Considérant ce qui suit :

1. La société anonyme Aéroport de Martinique Aimé Césaire (SAMAC) a présenté le 5 juin 2014 au ministre chargé du budget une demande d'agrément sur le fondement du III de l'article 217 undecies du code général des impôts, afin de bénéficier de la déduction du résultat imposable à l'impôt sur les sociétés prévue au I du même article, applicable aux investissements productifs réalisés outre-mer, au titre de l'acquisition de passerelles télescopiques de transport de passagers et de la réalisation de travaux d'aménagement relatifs à ces investissements, pour un montant de 5 535 000 euros. Par une décision du 18 décembre 2014, le ministre chargé du budget a refusé de lui accorder cet agrément. Par un jugement du 15 février 2018, le tribunal administratif de la Martinique a rejeté la demande de la SAMAC tendant à l'annulation de cette décision. Par un arrêt du 18 juin 2020, la cour administrative d'appel de Bordeaux a annulé le jugement du tribunal administratif de la Martinique du 15 février 2018 ainsi que la décision du ministre des finances et des comptes publics du 18 décembre 2014. Par une décision du 19 novembre 2021, le Conseil d'Etat statuant au contentieux a, saisi d'un pourvoi présenté par le ministre de l'économie, des finances et de la relance, annulé l'arrêt du 18 juin 2020 de la cour administrative d'appel de Bordeaux et a renvoyé l'affaire devant la cour.

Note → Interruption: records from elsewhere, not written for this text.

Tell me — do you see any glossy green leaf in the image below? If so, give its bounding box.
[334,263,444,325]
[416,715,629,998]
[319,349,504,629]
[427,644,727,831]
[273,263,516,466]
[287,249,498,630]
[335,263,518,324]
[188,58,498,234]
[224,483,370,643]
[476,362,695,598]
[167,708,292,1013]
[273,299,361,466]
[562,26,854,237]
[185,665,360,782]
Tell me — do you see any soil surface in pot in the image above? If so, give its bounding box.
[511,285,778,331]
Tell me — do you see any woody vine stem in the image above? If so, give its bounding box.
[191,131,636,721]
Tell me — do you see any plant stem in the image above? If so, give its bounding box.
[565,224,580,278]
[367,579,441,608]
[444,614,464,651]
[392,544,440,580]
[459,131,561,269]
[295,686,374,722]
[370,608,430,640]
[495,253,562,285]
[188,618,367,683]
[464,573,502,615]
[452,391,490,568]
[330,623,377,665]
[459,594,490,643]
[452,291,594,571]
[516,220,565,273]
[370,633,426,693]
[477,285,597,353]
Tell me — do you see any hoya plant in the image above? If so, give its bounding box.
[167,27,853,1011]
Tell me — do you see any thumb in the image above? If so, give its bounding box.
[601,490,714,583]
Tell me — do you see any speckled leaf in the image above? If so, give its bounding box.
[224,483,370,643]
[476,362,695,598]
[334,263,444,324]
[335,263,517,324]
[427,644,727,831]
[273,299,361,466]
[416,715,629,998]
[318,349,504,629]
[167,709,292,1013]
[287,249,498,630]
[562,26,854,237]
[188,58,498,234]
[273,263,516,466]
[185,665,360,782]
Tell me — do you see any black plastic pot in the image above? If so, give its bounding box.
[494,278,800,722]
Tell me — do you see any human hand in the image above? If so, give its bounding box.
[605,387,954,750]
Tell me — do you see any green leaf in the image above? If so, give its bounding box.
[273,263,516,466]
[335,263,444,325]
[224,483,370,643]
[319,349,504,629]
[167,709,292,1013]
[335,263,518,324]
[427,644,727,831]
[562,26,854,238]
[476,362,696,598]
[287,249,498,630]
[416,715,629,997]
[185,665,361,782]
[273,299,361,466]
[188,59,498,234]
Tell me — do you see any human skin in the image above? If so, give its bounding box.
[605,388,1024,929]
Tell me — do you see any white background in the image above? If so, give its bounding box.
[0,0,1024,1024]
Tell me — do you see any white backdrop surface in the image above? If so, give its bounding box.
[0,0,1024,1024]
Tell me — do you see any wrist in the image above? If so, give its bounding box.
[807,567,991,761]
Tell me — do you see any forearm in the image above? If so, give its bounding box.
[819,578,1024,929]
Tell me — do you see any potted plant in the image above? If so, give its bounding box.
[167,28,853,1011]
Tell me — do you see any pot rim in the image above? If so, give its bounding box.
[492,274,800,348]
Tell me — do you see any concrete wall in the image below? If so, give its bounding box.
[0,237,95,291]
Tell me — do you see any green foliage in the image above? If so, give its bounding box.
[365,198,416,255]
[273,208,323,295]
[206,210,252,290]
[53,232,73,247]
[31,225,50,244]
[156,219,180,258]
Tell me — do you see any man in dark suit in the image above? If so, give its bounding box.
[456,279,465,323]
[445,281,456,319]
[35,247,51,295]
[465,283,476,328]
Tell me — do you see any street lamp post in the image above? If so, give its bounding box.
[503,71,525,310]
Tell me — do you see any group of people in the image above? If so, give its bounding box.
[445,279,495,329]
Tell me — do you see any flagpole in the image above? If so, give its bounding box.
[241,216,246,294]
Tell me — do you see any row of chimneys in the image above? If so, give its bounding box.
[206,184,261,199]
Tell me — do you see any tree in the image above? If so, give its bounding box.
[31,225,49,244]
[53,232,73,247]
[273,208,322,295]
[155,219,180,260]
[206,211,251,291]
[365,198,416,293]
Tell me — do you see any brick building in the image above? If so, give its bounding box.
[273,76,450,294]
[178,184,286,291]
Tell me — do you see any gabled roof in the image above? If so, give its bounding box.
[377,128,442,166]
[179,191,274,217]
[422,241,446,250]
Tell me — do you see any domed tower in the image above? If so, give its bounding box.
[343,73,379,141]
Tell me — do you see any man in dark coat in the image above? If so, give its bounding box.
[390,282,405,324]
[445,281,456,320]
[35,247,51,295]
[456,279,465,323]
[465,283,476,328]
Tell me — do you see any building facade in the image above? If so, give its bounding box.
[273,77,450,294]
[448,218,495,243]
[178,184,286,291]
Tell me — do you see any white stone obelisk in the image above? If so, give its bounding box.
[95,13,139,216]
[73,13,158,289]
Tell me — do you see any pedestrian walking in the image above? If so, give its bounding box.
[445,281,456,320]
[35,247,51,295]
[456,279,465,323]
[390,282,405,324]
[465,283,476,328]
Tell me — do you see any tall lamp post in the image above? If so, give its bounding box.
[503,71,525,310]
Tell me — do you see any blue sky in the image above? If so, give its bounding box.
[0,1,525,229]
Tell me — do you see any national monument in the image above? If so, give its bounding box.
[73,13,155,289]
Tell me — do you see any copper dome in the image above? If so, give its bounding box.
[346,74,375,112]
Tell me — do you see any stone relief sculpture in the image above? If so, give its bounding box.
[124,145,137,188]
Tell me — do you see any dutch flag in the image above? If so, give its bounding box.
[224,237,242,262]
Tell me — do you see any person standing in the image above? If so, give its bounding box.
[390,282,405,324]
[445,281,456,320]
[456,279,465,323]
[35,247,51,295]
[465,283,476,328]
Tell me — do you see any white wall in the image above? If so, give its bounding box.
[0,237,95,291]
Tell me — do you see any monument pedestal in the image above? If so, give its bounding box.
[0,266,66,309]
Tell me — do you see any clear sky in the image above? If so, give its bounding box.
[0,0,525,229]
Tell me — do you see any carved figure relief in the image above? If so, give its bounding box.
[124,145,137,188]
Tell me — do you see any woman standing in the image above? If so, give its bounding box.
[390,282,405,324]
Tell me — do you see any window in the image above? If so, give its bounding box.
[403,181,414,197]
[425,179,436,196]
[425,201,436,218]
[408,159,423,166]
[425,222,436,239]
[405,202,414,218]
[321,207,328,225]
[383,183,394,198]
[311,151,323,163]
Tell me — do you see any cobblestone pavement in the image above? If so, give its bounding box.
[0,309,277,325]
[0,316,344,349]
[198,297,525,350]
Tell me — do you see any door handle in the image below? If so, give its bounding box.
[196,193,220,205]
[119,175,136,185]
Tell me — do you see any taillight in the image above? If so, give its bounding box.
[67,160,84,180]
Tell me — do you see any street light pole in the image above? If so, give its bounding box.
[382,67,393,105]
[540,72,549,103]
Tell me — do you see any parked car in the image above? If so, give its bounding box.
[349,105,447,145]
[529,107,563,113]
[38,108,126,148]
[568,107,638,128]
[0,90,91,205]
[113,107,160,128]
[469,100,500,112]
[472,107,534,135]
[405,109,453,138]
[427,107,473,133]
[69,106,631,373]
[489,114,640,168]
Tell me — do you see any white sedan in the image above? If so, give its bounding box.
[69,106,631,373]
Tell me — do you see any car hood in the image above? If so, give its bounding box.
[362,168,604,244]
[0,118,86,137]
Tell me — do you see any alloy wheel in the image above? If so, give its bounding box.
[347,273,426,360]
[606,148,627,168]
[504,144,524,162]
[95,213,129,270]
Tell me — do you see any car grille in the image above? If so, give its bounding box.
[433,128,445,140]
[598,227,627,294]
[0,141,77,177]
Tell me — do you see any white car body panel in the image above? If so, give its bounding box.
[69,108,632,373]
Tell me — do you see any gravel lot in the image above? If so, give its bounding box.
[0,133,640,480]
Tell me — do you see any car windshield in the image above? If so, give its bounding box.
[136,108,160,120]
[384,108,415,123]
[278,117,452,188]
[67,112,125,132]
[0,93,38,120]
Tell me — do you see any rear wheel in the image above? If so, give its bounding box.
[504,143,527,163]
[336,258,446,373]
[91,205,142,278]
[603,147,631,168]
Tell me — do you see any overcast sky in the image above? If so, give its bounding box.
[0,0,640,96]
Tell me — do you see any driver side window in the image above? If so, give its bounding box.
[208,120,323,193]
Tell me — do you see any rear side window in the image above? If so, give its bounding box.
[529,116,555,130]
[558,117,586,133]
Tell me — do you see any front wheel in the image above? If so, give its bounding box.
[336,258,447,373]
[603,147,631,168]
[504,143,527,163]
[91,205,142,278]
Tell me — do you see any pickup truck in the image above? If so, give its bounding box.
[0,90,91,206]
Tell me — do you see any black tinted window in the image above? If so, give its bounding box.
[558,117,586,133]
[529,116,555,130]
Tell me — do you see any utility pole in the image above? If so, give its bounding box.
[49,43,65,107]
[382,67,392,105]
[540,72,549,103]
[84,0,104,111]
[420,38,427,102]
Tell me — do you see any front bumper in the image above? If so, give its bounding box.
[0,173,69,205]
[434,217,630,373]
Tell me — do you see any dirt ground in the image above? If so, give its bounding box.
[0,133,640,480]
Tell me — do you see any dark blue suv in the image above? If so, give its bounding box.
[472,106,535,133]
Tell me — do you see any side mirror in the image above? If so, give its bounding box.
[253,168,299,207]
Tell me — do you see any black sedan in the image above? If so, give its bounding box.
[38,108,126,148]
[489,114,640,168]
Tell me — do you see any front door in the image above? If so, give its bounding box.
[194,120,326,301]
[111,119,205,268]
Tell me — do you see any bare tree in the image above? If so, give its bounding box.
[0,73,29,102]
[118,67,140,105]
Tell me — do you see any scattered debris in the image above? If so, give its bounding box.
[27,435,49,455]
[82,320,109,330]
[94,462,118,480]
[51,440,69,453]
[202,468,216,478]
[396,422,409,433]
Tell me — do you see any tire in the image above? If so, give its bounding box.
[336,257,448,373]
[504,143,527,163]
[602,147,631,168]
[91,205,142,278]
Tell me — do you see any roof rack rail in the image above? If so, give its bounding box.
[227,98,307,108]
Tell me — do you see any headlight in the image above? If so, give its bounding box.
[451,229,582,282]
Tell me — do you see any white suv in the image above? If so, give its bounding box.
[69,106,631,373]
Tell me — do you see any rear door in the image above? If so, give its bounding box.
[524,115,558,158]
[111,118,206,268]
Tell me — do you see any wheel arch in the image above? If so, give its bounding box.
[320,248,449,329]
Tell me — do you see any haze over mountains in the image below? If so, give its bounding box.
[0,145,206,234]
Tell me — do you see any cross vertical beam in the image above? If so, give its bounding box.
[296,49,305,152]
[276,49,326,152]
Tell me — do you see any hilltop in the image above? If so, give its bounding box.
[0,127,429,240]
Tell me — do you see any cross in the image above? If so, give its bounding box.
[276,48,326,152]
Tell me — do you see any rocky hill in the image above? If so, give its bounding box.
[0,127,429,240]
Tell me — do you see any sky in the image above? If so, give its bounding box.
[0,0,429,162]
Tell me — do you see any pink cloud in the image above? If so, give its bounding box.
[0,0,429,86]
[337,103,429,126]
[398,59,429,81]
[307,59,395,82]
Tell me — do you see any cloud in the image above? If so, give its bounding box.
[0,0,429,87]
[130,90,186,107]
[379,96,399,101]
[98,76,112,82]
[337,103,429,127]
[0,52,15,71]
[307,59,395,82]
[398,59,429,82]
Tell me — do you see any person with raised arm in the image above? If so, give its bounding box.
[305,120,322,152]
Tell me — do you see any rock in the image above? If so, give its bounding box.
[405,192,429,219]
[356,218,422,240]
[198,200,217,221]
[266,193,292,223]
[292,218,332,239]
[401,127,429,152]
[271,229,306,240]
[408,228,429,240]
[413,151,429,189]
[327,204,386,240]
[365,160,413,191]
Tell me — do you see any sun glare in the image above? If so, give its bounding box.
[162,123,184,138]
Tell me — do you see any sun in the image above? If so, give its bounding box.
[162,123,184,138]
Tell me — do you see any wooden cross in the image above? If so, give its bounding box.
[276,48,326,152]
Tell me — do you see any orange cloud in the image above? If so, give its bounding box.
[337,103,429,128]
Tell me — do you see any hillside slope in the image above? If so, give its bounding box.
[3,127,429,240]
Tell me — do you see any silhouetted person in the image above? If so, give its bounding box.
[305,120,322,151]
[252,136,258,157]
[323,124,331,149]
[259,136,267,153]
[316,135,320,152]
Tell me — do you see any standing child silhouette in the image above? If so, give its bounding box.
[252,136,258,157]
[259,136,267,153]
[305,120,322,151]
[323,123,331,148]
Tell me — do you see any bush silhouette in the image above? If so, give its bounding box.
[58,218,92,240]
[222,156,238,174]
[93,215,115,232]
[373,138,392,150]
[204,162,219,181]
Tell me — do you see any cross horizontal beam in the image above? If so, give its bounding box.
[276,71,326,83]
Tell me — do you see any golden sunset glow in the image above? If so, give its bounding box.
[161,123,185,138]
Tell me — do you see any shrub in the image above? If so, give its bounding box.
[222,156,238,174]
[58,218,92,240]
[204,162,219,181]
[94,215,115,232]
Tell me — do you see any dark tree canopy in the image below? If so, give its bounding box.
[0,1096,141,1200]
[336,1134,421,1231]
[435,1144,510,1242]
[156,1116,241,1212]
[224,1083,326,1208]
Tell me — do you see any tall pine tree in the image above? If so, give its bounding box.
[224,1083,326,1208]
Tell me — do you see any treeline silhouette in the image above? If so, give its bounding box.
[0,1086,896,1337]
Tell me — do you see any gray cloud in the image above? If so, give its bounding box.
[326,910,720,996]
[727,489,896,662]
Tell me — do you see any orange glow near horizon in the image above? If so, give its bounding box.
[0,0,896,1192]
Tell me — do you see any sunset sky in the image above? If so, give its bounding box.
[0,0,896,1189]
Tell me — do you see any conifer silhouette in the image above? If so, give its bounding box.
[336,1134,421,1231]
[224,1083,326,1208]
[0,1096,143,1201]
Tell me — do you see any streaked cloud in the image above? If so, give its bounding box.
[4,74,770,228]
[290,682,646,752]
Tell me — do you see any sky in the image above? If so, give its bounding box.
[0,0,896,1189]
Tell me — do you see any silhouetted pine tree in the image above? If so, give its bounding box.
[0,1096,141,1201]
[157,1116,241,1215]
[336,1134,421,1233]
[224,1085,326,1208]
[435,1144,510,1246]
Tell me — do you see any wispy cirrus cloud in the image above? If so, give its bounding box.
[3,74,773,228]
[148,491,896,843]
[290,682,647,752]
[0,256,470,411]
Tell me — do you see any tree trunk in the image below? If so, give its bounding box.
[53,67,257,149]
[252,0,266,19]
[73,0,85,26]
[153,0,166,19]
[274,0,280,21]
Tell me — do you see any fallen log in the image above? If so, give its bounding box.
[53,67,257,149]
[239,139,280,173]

2. Aux termes du I de l'article 217 undecies du code général des impôts, dans sa rédaction applicable à la date de la décision litigieuse : " I. Les entreprises soumises à l'impôt sur les sociétés réalisant, au titre de leur dernier exercice clos, un chiffre d'affaires inférieur à 20 millions d'euros peuvent déduire de leurs résultats imposables une somme égale au montant, hors taxes et hors frais de toute nature, (...) des investissements productifs, (...), qu'elles réalisent dans les départements de la Guadeloupe, de la Guyane, de la Martinique, de Mayotte et de la Réunion pour l'exercice d'une activité éligible en application du I de l'article 199 undecies B. (...) / La déduction prévue au premier alinéa s'applique à la réalisation d'investissements affectés plus de cinq ans par le concessionnaire à l'exploitation d'une concession de service public local à caractère industriel et commercial et réalisés dans des secteurs éligibles définis par ce même alinéa. (...) ". Conformément au I de l'article 199 undecies B du même code : " I. - Les contribuables domiciliés en France au sens de l'article 4 B peuvent bénéficier d'une réduction d'impôt sur le revenu à raison des investissements productifs neufs qu'ils réalisent dans les départements d'outre-mer, (...), dans le cadre d'une entreprise exerçant une activité agricole ou une activité industrielle, commerciale ou artisanale relevant de l'article 34. (...) ".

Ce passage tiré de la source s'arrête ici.